If producing 500 MW during 400 seconds and multiplying tenfold the energy needed to start the reaction is the goal of ITER, the goal of DEMO is to continuously produce four times the power achieved in ITER (2 GW), multiplying by twenty-five the energy needed to start the reaction. In short, DEMO should achieve a production similar to that of current power plants.

DEMO is therefore expected to be the first fusion reactor to supply electricity to the grid in a commercially viable way (the previous experimental devices, such as ITER, mainly generate thermal energy which is dissipated into the atmosphere as water vapour). In sum, the main goals of DEMO are the extrapolation of continuous or quasi-continuous (steady-state) operation, the study of efficient power generation systems, achieving a ratio between generated and consumed power (Q) of 30 to 50 (compared to Q ≥ 10 for ITER), and the regeneration of tritium.

To reach these objectives, the DEMO tokamak will require an outer diameter of about six to ten meters, and a 30% denser plasma. However, its construction is likely to be considerably simpler than that of ITER, since the design will focus on power generation rather than on exploration of the plasma regime, and hence there will be far fewer diagnostic systems.
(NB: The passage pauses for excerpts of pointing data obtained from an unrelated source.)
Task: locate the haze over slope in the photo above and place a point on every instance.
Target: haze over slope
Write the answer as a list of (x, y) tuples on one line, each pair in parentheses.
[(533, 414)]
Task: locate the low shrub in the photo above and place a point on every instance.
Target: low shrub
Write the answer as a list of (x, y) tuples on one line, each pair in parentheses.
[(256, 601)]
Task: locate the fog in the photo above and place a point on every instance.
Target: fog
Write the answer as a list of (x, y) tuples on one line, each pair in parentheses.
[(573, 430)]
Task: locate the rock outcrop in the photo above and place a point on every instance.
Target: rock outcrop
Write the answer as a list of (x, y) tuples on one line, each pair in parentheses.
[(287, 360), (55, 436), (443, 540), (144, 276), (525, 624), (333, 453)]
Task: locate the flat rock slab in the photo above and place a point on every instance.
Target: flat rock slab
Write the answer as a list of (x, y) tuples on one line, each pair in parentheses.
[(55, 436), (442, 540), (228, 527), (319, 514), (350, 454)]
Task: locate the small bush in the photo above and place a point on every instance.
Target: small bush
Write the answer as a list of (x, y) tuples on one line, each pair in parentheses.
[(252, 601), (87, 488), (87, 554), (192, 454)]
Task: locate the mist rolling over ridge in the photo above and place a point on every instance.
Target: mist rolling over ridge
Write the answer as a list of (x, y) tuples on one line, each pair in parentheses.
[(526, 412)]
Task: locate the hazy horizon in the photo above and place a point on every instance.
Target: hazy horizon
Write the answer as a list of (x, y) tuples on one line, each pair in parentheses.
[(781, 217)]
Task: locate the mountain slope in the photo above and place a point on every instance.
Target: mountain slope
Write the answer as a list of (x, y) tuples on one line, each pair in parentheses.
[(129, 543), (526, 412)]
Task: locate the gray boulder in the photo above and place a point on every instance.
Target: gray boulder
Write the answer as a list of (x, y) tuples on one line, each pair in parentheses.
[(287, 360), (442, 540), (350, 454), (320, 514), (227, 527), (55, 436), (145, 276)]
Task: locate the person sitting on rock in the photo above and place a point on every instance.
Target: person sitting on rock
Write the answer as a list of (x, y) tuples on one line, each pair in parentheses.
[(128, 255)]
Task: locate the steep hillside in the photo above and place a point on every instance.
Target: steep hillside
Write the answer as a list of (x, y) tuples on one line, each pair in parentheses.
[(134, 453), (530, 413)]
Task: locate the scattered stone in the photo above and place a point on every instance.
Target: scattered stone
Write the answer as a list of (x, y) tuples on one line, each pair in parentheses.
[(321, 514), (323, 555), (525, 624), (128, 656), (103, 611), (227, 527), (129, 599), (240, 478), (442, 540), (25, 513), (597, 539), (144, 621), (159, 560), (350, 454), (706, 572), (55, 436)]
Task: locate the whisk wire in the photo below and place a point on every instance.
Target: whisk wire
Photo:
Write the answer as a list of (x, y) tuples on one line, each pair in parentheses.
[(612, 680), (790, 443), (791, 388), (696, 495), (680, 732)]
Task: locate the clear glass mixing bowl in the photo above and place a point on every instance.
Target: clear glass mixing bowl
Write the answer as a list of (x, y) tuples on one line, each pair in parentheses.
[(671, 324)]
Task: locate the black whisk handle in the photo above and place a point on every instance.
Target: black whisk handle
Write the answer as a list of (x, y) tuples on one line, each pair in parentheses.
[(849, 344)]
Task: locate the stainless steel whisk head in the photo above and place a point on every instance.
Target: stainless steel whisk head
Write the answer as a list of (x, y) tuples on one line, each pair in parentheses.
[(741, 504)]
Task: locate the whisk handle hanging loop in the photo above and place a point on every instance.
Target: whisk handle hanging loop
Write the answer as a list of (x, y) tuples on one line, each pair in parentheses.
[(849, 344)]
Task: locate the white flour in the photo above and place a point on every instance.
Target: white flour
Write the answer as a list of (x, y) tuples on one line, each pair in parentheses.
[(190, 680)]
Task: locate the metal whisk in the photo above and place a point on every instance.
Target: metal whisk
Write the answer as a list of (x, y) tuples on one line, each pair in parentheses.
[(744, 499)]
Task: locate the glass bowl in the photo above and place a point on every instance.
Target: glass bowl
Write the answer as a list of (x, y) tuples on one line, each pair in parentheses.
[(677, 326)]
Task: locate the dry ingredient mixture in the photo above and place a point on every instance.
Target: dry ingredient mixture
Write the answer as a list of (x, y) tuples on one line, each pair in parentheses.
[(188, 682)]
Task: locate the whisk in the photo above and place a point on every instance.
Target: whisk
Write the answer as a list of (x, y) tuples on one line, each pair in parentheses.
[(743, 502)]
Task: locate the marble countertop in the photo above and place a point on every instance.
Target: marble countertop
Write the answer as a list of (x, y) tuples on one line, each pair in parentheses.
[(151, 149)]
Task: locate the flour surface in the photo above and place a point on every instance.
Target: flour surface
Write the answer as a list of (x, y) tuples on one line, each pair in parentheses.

The products of the DEMO’s fusion reaction are not radioactive, but the metal parts of the plasma containment vessel are neutronically activated. However, this radioactivity dissipates within a few decades (the half-life of this residue compared to that produced in nuclear fission is negligible). Therefore, the associated risks are much lower.


The DEMO project will pave the way for the commercialisation of the first fusion reactors, the cost of which should be less than a quarter of the DEMO price. As they are unlikely to come into operation before 2040, this implies starting to build DEMO before ITER (the first shot of which is scheduled for December 2035) has reached its full potential. In any case, the following stages will be the result of free political choice in each country concerned. Conversely, it is reasonable to expect that fusion power generation will become a reality in the second half of this century.

[1] To answer this question and develop advanced materials, the IFMIF-DONES project was established, which we will discuss at length in this papers series.

[2] During the ITER construction and the DEMO design, other facilities will be operated to study the regeneration of tritium, and the removal of heat and its transformation into electricity, etc.

[3] This noble gas, which can be considered the “slag” of this combustion, will have to be removed to avoid its accumulation.